Zgłoszenie o pożarze strażacy otrzymali w nocy, tuż po godz. 23. Kiedy przyjechali na miejsce, pożar był już rozwinięty, znaczna część dachu uległa już zniszczeniu - poinformował we wtorek rzecznik prasowy komendy miejskiej PSP w Lublinie kpt. Andrzej Szacoń.

Pożar wybuch w hali o powierzchni ok. 900 mkw., gdzie zgromadzone były ciągniki rolnicze i inny sprzęt rolniczy, którym tu handlowano. Sprzęt ten został zniszczony. Straty oszacowano wstępnie na ok. 20 mln zł.

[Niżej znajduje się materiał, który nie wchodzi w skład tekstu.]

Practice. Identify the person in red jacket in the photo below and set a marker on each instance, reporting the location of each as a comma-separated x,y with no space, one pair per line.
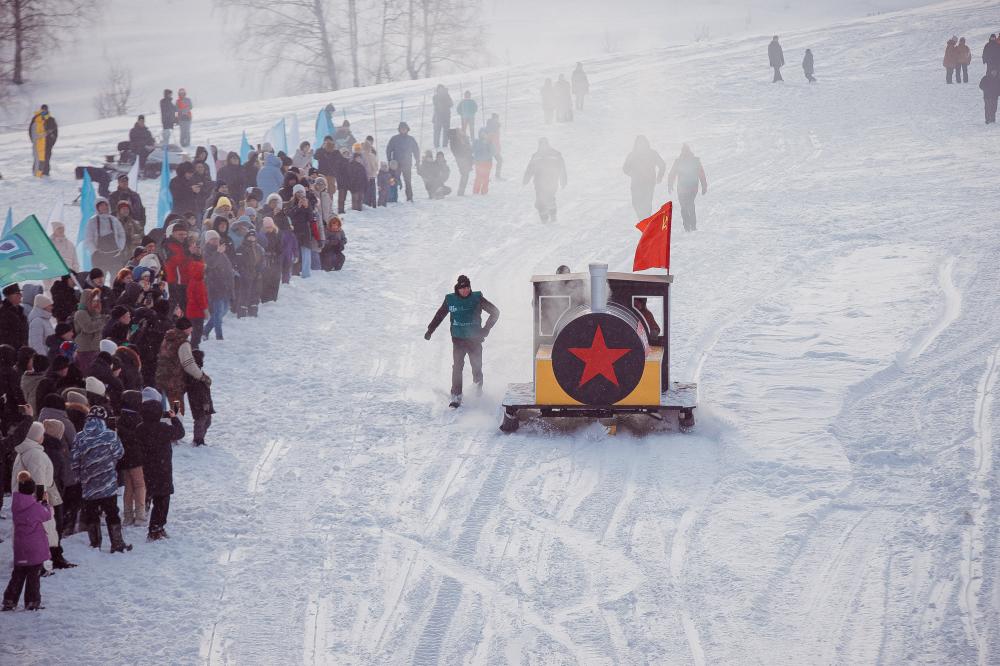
197,294
175,262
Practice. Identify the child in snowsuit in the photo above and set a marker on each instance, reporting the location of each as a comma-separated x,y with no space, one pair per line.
31,545
385,181
393,181
333,251
200,400
158,462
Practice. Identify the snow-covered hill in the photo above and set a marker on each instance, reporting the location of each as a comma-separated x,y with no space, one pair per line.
838,306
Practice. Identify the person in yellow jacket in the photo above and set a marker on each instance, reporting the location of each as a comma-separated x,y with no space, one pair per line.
43,132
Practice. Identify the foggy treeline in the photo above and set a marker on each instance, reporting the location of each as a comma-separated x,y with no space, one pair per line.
30,30
332,44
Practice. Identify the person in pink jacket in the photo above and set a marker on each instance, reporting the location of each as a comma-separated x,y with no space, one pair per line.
31,545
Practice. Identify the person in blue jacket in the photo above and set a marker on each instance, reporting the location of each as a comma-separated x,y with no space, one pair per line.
269,178
467,333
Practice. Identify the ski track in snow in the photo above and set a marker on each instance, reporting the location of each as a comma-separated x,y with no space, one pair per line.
833,505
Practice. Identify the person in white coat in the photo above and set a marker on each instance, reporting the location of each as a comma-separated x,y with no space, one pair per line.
40,325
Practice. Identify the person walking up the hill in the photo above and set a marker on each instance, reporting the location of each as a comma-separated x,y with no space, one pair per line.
442,115
581,85
776,57
404,150
467,333
951,59
467,110
548,101
43,131
963,58
687,173
646,168
184,106
808,67
990,85
991,54
482,156
548,170
168,114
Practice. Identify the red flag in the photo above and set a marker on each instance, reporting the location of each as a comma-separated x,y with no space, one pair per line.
653,250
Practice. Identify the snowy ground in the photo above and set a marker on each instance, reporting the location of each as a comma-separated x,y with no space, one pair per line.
838,307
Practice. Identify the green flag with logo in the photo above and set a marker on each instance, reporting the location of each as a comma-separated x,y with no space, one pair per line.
26,253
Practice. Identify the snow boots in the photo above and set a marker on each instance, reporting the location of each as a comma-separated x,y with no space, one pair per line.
118,544
94,532
58,560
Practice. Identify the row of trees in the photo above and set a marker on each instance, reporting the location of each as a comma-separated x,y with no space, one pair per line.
32,29
333,44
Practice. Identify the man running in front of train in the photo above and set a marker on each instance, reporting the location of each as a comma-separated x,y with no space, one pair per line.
467,333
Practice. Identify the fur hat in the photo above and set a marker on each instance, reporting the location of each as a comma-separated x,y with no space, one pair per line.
36,432
54,428
95,386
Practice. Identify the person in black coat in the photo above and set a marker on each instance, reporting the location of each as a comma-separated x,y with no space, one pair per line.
233,175
991,54
808,67
13,321
185,190
990,85
776,57
141,141
168,114
157,438
404,150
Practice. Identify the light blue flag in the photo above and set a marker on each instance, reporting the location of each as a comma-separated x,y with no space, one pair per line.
26,253
324,128
88,207
245,149
166,200
277,137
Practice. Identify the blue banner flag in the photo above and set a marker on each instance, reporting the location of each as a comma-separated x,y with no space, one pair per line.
166,200
88,201
26,253
245,149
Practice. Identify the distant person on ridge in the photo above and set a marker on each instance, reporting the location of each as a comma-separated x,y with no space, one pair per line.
581,85
963,58
991,54
646,168
442,115
548,170
467,333
184,106
807,66
687,173
776,57
990,85
43,132
951,59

W trakcie działań gaśniczych strażacy wynieśli butle z gazem propan-butan oraz z acetylenem. Rzecznik powiedział, że z tego powodu dla bezpieczeństwa konieczna była ewakuacja czterech osób z pobliskiego domostwa. Osoby te udały się do swoich rodzin mieszkających w pobliżu. Po zakończeniu wszystkich naszych działań będą mogły wrócić do domu - zaznaczył.

W gaszeniu pożaru brało udział 40 zastępów straży. Trwa jeszcze jego dogaszanie.

Przyczyny pożaru nie są znane. Ustalać je będzie policja. 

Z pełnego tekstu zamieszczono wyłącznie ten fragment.